Mother’s Day is a strange holiday for me. I have not had a significant relationship with my natural mother for years. My maternal grandmother was sadly gone from my life by the time I was 15, through little fault of her own, and the maternal figure that my father brought home for me was a disaster and a half. Women, good women, were infrequent in my life until high school due to my father’s poor life choices. I grew to ignore the holiday nearly entirely but for one lady.

I called her Nana Anna Ryan O’Brien. She was my father’s mother, a woman who was dealt some hard blows yet always without fail had the most amazing smile and the warmest heart. She raised my father and his two brothers with the help of her parents after her husband died of walking pneumonia within weeks of her youngest son’s birth. She worked, supported her family and never ceased to love my Papa, David Ryan, right up to her dying day. She treated the world with love and humor yet never took any nonsense. Whether it be that she had to sit down with me all night to get me through math homework as I was absolutely stupid with math or that she had to plan to go to the bakery for cupcakes so she could tell us she baked all night before we came over for a visit she always just did the best she could by us kids. 

My Nana was the rock of my childhood. I have so many memories of sitting in her little house near Wollaston Beach huddled around her little kitchen table or snuggled down in her bed beside her for a safe night’s sleep. My only memories of feeling loved as a little girl came mostly from her, though I have some fond memories of my mother’s mother taking me to spend time with her as well. I was never a burden to Nana. I was always just right and just loved. 

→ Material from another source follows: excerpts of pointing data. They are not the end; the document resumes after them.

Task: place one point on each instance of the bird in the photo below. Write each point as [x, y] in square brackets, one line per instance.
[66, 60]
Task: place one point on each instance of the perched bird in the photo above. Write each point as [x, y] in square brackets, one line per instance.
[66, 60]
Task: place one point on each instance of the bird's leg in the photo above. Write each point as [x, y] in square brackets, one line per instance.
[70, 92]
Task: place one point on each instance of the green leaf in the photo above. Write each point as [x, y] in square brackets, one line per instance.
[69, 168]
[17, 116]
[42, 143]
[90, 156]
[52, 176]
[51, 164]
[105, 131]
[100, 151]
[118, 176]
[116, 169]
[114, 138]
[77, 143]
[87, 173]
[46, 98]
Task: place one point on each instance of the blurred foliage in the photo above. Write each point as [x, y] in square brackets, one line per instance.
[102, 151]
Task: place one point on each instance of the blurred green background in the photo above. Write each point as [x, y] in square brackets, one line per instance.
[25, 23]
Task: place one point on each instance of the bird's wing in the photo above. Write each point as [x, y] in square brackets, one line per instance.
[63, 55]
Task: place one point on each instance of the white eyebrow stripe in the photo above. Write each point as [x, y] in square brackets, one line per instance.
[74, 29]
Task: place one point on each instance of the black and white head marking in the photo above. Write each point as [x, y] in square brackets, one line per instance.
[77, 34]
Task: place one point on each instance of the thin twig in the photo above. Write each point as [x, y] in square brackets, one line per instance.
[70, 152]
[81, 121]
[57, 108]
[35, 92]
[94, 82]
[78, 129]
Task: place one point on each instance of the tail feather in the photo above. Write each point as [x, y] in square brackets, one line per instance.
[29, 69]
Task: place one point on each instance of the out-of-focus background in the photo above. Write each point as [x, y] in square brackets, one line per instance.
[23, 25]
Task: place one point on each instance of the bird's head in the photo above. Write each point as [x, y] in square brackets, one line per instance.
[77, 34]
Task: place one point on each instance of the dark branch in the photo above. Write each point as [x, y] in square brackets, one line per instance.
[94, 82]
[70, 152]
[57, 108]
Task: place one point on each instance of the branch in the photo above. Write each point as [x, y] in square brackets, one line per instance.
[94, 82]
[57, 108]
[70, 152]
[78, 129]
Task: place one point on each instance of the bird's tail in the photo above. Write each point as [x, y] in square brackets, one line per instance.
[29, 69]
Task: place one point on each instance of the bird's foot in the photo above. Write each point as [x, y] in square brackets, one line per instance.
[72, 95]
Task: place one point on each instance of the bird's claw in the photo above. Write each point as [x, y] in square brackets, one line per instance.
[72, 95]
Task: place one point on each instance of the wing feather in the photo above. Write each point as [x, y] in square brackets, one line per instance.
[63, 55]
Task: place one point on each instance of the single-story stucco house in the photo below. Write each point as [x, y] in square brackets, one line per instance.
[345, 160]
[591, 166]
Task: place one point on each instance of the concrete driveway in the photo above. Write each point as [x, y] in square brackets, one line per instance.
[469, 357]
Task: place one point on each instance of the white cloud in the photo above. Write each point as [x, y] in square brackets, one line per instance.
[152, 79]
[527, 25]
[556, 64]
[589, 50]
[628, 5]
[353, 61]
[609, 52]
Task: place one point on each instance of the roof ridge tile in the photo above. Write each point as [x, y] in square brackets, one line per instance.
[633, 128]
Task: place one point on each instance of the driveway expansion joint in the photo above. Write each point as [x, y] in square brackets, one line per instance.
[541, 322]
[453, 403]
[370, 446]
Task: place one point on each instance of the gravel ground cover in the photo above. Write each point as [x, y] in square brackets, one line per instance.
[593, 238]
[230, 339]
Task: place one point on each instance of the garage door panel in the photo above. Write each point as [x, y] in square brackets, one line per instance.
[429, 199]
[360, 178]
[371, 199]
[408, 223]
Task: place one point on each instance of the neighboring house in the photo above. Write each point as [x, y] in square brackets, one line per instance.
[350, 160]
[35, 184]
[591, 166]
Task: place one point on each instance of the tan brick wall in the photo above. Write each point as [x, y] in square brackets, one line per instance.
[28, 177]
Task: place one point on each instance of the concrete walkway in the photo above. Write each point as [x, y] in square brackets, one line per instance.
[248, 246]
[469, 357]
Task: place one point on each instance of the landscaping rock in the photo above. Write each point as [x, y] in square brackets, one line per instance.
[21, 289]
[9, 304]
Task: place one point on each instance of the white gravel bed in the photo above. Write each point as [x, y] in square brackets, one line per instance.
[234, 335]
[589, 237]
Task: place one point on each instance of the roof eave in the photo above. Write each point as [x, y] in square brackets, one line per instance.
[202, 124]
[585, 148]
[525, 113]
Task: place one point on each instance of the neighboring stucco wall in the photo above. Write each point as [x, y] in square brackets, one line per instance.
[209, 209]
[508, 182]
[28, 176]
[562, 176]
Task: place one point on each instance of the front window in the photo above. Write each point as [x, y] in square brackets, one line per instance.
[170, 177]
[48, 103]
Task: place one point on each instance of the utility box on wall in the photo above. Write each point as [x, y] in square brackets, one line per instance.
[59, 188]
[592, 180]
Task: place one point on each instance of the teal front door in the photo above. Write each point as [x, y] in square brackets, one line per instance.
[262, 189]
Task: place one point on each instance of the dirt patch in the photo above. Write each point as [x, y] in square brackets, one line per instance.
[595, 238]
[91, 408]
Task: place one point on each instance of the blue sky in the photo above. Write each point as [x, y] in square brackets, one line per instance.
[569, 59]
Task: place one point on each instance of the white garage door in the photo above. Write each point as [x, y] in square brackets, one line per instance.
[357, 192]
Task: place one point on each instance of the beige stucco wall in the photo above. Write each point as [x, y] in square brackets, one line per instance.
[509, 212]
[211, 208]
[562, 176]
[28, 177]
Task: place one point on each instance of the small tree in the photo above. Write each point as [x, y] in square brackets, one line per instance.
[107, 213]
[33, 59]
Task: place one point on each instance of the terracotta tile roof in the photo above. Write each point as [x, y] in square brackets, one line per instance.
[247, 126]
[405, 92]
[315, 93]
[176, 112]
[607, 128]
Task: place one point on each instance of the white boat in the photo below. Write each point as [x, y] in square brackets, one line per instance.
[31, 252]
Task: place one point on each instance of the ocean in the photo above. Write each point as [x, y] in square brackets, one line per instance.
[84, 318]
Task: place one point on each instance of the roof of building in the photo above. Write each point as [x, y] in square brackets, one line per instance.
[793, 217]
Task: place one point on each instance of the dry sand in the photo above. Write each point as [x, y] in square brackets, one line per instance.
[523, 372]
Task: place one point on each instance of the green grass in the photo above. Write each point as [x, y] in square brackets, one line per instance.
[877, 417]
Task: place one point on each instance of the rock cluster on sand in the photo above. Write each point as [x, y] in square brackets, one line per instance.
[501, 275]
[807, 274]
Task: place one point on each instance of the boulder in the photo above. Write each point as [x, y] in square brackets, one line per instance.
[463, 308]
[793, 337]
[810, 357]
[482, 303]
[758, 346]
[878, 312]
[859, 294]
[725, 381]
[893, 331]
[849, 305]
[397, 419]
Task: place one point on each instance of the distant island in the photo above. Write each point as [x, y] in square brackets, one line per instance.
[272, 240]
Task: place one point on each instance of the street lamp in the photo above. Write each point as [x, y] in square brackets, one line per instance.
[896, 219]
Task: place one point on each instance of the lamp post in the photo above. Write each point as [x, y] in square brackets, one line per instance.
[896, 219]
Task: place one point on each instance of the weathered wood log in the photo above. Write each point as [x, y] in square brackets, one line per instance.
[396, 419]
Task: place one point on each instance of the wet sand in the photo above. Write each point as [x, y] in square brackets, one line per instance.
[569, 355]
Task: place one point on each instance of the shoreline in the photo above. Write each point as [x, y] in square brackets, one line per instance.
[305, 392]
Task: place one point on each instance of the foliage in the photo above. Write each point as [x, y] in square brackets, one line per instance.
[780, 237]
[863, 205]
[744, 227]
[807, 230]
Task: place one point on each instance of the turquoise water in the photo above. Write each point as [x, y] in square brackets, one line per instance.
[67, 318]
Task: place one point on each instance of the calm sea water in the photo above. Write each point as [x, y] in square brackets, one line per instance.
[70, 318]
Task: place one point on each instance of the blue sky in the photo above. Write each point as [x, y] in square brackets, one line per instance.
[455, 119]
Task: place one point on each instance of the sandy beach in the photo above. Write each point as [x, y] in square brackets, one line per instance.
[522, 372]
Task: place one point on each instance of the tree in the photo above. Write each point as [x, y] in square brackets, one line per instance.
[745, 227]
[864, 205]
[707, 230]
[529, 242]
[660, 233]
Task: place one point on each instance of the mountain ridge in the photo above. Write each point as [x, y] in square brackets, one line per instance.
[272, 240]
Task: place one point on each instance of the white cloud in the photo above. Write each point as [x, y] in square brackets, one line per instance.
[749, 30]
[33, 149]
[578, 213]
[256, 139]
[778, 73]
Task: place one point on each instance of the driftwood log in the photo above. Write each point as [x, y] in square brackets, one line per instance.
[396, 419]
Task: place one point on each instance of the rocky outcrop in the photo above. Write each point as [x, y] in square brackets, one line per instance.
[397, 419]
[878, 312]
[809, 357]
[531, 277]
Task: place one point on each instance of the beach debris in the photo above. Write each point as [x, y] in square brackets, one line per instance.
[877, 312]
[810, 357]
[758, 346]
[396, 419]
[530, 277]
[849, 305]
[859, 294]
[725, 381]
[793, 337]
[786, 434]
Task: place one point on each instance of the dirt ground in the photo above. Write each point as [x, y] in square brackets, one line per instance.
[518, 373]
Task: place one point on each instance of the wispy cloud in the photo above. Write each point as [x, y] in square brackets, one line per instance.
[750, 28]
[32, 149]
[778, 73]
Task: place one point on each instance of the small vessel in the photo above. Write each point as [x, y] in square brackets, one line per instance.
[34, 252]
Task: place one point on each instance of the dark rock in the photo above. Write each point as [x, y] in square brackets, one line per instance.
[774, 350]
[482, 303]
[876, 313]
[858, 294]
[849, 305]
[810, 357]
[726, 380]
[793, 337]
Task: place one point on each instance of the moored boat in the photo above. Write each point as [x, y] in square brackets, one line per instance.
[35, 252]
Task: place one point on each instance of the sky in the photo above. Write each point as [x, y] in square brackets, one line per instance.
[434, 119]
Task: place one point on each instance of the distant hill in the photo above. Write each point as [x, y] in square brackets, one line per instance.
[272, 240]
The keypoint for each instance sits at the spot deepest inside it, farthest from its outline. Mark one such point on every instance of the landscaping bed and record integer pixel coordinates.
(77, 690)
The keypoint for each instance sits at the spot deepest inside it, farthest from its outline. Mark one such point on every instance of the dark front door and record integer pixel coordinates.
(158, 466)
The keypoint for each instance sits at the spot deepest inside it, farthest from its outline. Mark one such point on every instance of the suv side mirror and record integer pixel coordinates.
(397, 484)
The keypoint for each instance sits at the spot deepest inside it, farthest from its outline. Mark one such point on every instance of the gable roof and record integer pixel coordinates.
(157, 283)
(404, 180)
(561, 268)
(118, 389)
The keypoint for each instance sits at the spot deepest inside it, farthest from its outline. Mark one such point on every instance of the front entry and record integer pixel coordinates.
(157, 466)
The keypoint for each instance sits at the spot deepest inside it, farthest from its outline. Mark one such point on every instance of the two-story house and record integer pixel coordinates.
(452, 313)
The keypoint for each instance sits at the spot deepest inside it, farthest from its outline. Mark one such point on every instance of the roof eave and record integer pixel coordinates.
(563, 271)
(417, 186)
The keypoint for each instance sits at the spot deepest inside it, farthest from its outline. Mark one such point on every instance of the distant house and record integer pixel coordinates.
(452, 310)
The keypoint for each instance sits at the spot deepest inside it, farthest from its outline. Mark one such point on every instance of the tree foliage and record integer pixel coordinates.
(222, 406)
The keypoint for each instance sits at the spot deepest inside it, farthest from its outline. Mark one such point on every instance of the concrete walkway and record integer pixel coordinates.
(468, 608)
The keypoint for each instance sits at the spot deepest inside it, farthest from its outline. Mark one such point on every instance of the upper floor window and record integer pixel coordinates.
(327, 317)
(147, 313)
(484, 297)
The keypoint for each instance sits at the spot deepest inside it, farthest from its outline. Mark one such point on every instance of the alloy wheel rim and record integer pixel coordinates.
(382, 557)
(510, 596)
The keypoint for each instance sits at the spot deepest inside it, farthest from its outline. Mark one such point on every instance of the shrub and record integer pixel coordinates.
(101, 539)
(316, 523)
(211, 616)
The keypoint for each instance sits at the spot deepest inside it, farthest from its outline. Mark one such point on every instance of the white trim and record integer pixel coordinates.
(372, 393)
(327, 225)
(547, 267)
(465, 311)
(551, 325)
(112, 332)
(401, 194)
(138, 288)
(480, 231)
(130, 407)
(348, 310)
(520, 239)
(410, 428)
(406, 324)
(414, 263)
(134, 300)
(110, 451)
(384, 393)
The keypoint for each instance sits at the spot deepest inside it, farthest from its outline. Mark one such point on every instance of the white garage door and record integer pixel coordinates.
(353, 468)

1999 was a tough year. The day I got the phone call that she had been diagnosed with cancer was a rough one. It was the end result of Hepatitis C contracted through a transfusion in the 1980s and she wasn’t going to go through lengthy, draining treatments that would diminish her quality of life. Her courage was amazing. She traveled while she was still well enough to do so, going around the US and visiting our relatives in Ireland a last time. When she was finally too sick to be alone the answer was natural. We’d bring her back to her little house and we’d make the end of her life comfortable and content.

I’ll always wonder if I gave her even half of the comfort she gave me in my life while I helped care for her in those last months. The sound of her voice quietly saying “good morning, pumpkin” as I came through the door each day gave me the strength to keep going even when I was tired, strained, sad, worried… It made all the hard stuff easier. Even as she was facing the end of her life, she shielded me as a mother should shield a beloved child from the worst of the world when possible. Her worst episodes, the most difficult parts of her illness, somehow always happened when I wasn’t there and I was there 5 days a week, sometimes 12 hours a day! We laughed together, we cried together, we drove each other crazy and from it all, I learned so many lessons that bring me here to the present day.

I sit here now with a little boy who bears her smile and mischievous nature and I thank God each day for all that she taught me. She taught me how to just love and accept. She taught me that I had some worth. She taught me that I can be something to someone and that I am strong enough to do the toughest things. She and my beautiful stepmother Robin along with my Queen Mum Beverly put every tool in my toolbox to help me be the mother I never had to my little boy, a little boy who needs a mom a lot. 

So, when you see my little boy doing something great, thank these ladies and the others who have walked through my life since I was 16 onwards. I know I do. I know a lot of people aren’t religious, and generally I am not overtly so, but I have to say that God saw I had a need’ an empty hole in my world and He filled it to overflowing.

Thank you, Nana. I love and miss you.